Zelda Venter|Published

Advocate Azhar Bham during his arguments in the Pretoria High Court against the Legal Sector Code.

Image: Oupa Mokoena/Independent Newspapers

The “flawed” Legal Sector Code (LSC) risks harming broad-based transformation in the legal fraternity, rather than enhancing it, the Gauteng High Court, Pretoria, was told on Tuesday during the legal challenge to the B-BBEE LSC.

Four of the country’s top law firms are asking the court to review the sector-specific B-BBEE framework for the South African legal profession gazetted by the Minister of Trade, Industry and Competition Parks Tau in September 2024. The application was brought by Deneys (formerly Norton Rose Fulbright), Bowmans, Webber Wentzel and Werksmans. A host of legal bodies are opposing the application.

Advocate Azhar Bham argued on behalf of Deneys that the law firm welcomes the idea of a lawfully issued code, which applies to the sector as a whole and which imposes realistic targets in an equitable manner.

But as the LSC stands, it is not a lawful, rational and reasonable tool to achieve transformation. It omits key elements, such as socio-economic development and it is an unworkable regulatory instrument. Bham added that there are some things which should change in the generic BEE code policy, under which firms have been operating in the past, but this LSC is not the answer.

Advocate Tembeka Ngcukaitobi, on behalf of the other three law firms, also argued that the current LSC is fundamentally misconceived in design and effect, and that it will hinder rather than advance meaningful broad-based transformation.

He pointed out that it exempts more than 95% of legal practices from its requirements. Legal entities with between one and three partners make up 95.07% of legal practices, yet the LSC does not apply to them because they fall below the turnover threshold for compliance.

The firms argue that a code that applies to less than 5% of the profession cannot credibly transform the sector as a whole. Ngcukaitobi said if the LSC is allowed to stand, those most likely to lose are the people and institutions that rely on practical, broad-based pathways into the legal sector, including black law students, young graduates, black professionals in management, persons with disabilities, and the public-interest organisations that expand access to justice.

At the heart of the problem, he said, is that the LSC removes recognition for several proven transformation mechanisms under the generic codes. These include bursaries for black students and skills development for employees.

The firms also challenge the LSC’s treatment of management and ownership. They argue that it wrongly excludes black non-lawyers from management control scoring, even though black non-lawyers serve in critical senior management and leadership roles in law firms.

On ownership, Ngcukaitobi said the LSC imposes steep increases over a short timeframe that are not justified by the evidence before the minister and are practically unachievable. The ministry previously declined to promulgate the draft LSC, raising substantive concerns, including whether several deviations from the generic codes were justified.

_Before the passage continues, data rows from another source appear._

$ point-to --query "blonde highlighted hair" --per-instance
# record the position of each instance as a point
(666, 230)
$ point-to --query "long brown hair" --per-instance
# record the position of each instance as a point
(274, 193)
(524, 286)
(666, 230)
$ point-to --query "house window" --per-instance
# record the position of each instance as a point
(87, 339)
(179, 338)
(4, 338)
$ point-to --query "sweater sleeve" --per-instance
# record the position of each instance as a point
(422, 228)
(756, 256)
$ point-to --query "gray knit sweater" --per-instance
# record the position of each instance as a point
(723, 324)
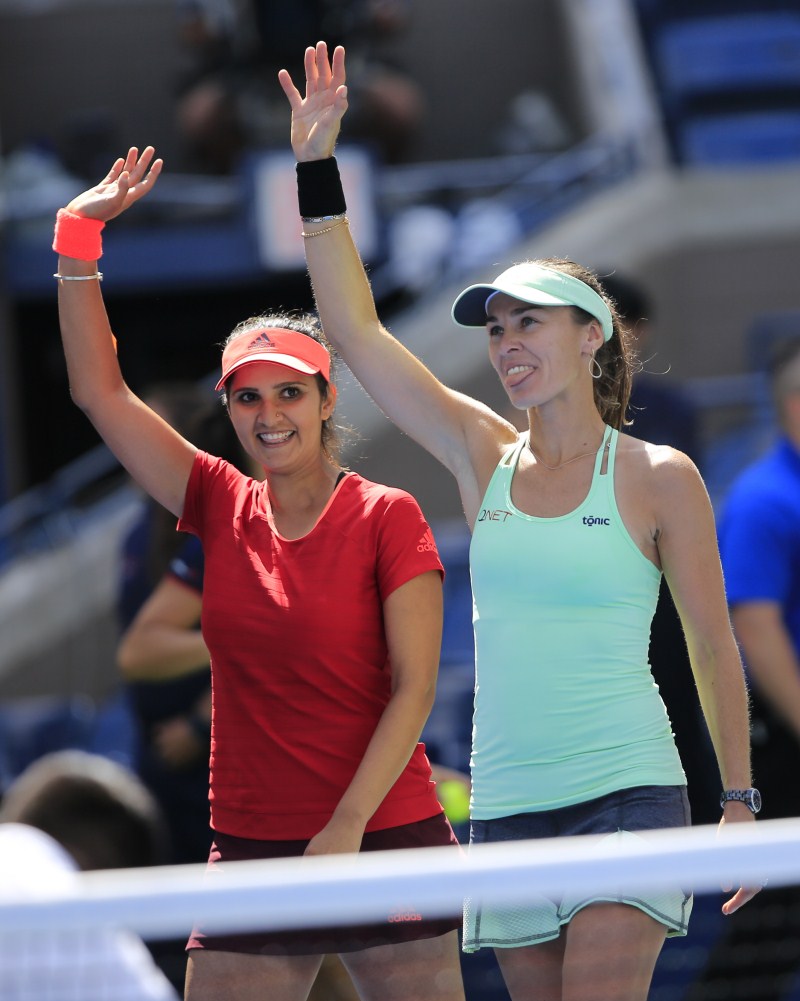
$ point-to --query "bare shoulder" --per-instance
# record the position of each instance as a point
(487, 434)
(661, 470)
(486, 438)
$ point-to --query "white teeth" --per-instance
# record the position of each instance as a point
(273, 436)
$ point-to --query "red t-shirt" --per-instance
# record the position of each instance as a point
(299, 662)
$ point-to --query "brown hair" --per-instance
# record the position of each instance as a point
(332, 434)
(616, 357)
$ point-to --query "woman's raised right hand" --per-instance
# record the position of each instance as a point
(128, 180)
(316, 117)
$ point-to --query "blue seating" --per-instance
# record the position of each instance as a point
(739, 52)
(747, 138)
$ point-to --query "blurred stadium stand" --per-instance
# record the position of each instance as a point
(676, 158)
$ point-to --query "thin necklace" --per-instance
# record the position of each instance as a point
(566, 460)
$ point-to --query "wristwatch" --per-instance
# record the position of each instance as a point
(750, 797)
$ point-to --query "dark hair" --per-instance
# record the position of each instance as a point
(629, 297)
(616, 357)
(94, 807)
(332, 433)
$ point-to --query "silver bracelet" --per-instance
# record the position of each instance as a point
(98, 275)
(322, 218)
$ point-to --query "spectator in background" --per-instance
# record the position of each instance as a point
(161, 571)
(234, 49)
(662, 413)
(172, 710)
(73, 811)
(758, 960)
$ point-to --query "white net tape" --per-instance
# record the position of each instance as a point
(348, 889)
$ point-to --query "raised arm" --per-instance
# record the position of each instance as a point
(153, 452)
(454, 427)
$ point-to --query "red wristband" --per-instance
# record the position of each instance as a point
(77, 236)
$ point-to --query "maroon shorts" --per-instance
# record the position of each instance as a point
(397, 927)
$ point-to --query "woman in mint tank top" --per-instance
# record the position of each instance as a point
(574, 523)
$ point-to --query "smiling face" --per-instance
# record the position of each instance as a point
(540, 352)
(277, 414)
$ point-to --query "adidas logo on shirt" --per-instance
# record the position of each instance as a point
(427, 545)
(261, 340)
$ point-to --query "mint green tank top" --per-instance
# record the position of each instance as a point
(566, 708)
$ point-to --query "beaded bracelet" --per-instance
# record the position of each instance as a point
(98, 275)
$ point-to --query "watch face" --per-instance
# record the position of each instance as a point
(750, 797)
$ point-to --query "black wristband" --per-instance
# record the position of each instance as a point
(319, 190)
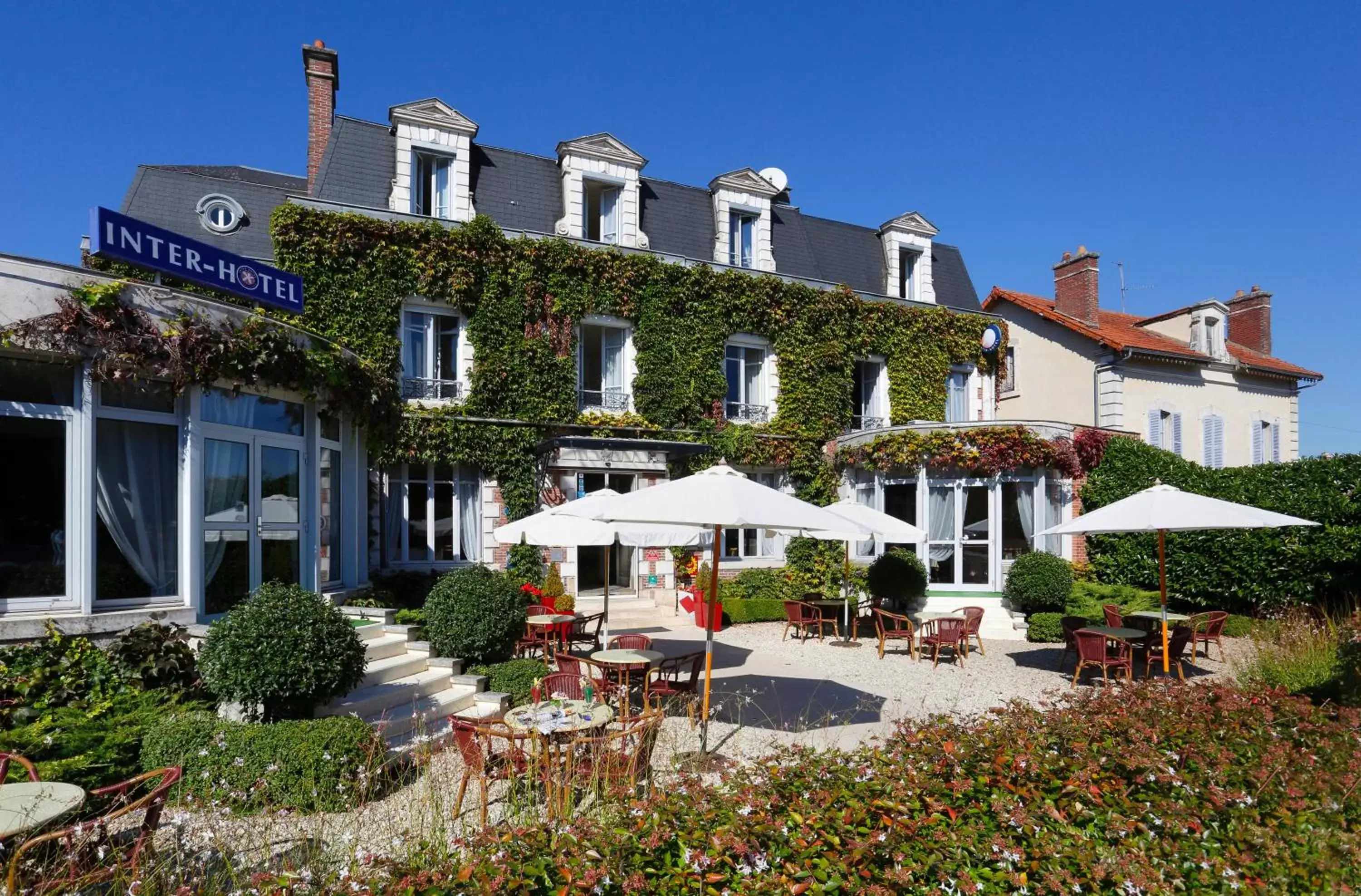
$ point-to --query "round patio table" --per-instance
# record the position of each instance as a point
(625, 661)
(32, 804)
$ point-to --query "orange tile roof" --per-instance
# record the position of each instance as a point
(1123, 332)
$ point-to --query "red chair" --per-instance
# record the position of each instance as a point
(1178, 641)
(481, 759)
(1093, 652)
(631, 642)
(803, 616)
(974, 620)
(676, 677)
(895, 627)
(952, 634)
(90, 854)
(5, 766)
(1205, 628)
(1070, 624)
(563, 683)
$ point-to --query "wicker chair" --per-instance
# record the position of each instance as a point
(15, 758)
(974, 620)
(952, 634)
(895, 627)
(803, 616)
(1092, 652)
(88, 853)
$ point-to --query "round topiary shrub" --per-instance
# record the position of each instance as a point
(475, 614)
(897, 575)
(1039, 584)
(282, 653)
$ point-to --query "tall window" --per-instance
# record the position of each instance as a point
(746, 370)
(867, 396)
(1266, 441)
(957, 398)
(741, 239)
(601, 368)
(1212, 441)
(429, 355)
(908, 274)
(754, 543)
(602, 213)
(432, 194)
(1165, 430)
(435, 514)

It was argued that these concerns were not properly addressed before the LSC was promulgated, and the ministry failed to apply the level of scrutiny required before issuing a binding sector code with far-reaching legal and economic consequences.

The B-BBEE Act requires the minister to issue a B-BBEE strategy to guide sector codes. But no such valid strategy was issued in this case, meaning that the LSC was developed and promulgated without the necessary legal foundation, the court was told.

Judge Nicolene Janse van Nieuwenhuizen commented that it's not in dispute that the applicants are compliant with the generic code regarding transformation and the LSC is just a tool for them to move on. The packed public gallery loudly voiced their displeasure about this remark, which in turn sparked the judge to respond that she will not tolerate the disruption. “This case is about the proud law profession…I see so many lawyers sitting there (in the public gallery),” the judge said.

Ngcukaitobi meanwhile concluded that the court must strike the code down, as it cannot rewrite it or try and fix what is wrong.